COMCASA to grow India-US military ties: Indo-Pacific US Air Force chief
New York: The top US Air Force commander for the Indo-Pacific region has said that the US-India agreement to share highly sensitive information will help grow military ties and the different origins of the aircraft of the two countries were not a barrier to working together.
Gen. Charles Q. Brown Jr., the US Pacific Air Forces commander, told the media here on Monday that the Communications Compatibility and Security Agreement (COMCASA) “opens the door to increase our information sharing particularly on some of the airplane, air aspects”.
Therefore, the defence cooperation between the two countries, particularly in air, “is going to grow”, he said.
“It’s going to take a bit of time… But it is definitely, I would say, on a positive trend.”
Brown, who is the air component commander for US Indo-Pacific Command, said that in his meeting in New Delhi with Air Chief Marshal Birender Singh Dhanoa and Defence Ministry officials, “what I do see is an interest to increase some of the air aspects of what we do with India.

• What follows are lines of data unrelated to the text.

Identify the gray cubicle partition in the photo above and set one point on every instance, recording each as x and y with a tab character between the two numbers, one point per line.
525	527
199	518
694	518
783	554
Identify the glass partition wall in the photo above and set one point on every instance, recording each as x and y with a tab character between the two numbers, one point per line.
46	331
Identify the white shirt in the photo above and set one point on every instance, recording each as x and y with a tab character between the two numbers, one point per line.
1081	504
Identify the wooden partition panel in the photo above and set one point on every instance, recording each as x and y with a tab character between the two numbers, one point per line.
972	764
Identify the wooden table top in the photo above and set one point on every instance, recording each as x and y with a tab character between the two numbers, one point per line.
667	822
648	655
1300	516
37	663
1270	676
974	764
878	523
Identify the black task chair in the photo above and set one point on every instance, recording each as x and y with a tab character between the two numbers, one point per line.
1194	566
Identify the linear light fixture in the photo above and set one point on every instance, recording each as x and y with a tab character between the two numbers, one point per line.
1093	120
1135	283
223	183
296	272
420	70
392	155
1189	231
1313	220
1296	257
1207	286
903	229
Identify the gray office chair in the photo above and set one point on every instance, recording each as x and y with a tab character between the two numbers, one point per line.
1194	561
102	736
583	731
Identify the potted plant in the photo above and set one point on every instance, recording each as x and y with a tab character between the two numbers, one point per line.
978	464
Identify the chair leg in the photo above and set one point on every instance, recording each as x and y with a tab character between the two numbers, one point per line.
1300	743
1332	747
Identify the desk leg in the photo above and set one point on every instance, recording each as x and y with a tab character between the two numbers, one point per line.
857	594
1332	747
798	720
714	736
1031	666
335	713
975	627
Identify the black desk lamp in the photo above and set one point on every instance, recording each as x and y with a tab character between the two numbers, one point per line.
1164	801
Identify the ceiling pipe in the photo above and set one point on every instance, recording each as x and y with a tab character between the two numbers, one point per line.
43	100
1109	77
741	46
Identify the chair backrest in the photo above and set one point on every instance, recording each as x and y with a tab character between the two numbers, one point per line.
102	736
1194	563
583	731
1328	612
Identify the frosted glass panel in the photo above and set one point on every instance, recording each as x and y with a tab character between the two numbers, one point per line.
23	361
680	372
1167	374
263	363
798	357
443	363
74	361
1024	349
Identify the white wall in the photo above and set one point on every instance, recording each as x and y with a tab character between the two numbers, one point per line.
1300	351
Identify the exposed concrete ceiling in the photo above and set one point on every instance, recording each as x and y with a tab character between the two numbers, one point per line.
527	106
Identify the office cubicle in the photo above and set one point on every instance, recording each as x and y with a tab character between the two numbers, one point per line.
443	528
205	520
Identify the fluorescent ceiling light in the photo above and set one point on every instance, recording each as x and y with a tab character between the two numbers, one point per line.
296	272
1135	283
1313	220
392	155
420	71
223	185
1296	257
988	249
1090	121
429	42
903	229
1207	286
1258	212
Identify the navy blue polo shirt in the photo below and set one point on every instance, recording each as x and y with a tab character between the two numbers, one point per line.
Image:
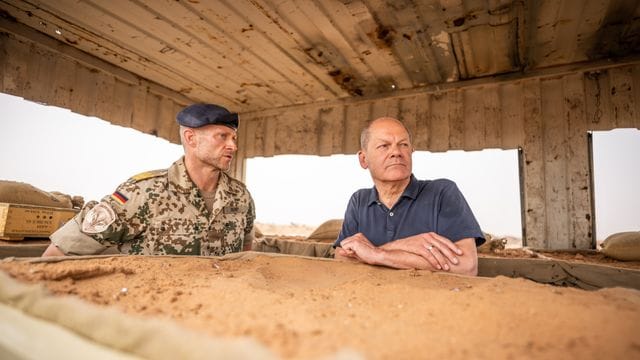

India does have US capabilities, C-17s and C-130s, and so that was part of the discussion topics”.
Boeing C-17 Globemaster III and Lockheed Martin C-130J Super Hercules are huge military transport aircraft used for both ferrying defence personnel and supplies as well as humanitarian aid.
Equipment coming from different countries, especially Russia, are not barriers to Indian and US Air Forces working together because interoperability is not only about equipment but involves operational strategies, Brown said.
“Naturally it is bit easier when it is (all) US, a little more difficult if it is European, but usually if it is a European NATO partner, there is way to do that”, he said in an answer to a question. “Russian is much more challenging as you might imagine.”
However, “when I talk about interoperabilities, it is not just the equipment we buy, it is our tactics techniques and procedures – how we operate — even if it is a different piece of (equipment) coming from a different country”, he said.
Despite the differences in the equipment, it is about “using the same kind of concepts”, he said.
During the Cope India 19 joint India-US exercise in December in Kalaikunda and Panagarh, West Bengal, US F-15 Eagles operated alongside India’s Russian Sukhoi 30s and British-French Jaguars built or assembled in India, and French Mirage 2000s, while the American-built C-130Js were common to both air forces.
Brown said that the feedback for the Cope India 19 exercise showed it was well-received by air force personnel from both countries.
The exercise over three weeks was a “kind of a building blocks approach from very basic to more complex missions”, he added.
He said that an important aspect of the exercise was to build relationships between the personnel of both countries.
It “is not only the exercise, (but) what they do outside the exercise, to go on long bike rides, to go do a project in one of the local communities and some of the social events build relationships”, Brown said.
One of his own priorities, he said, was developing relationships with air force and military leaders in the region.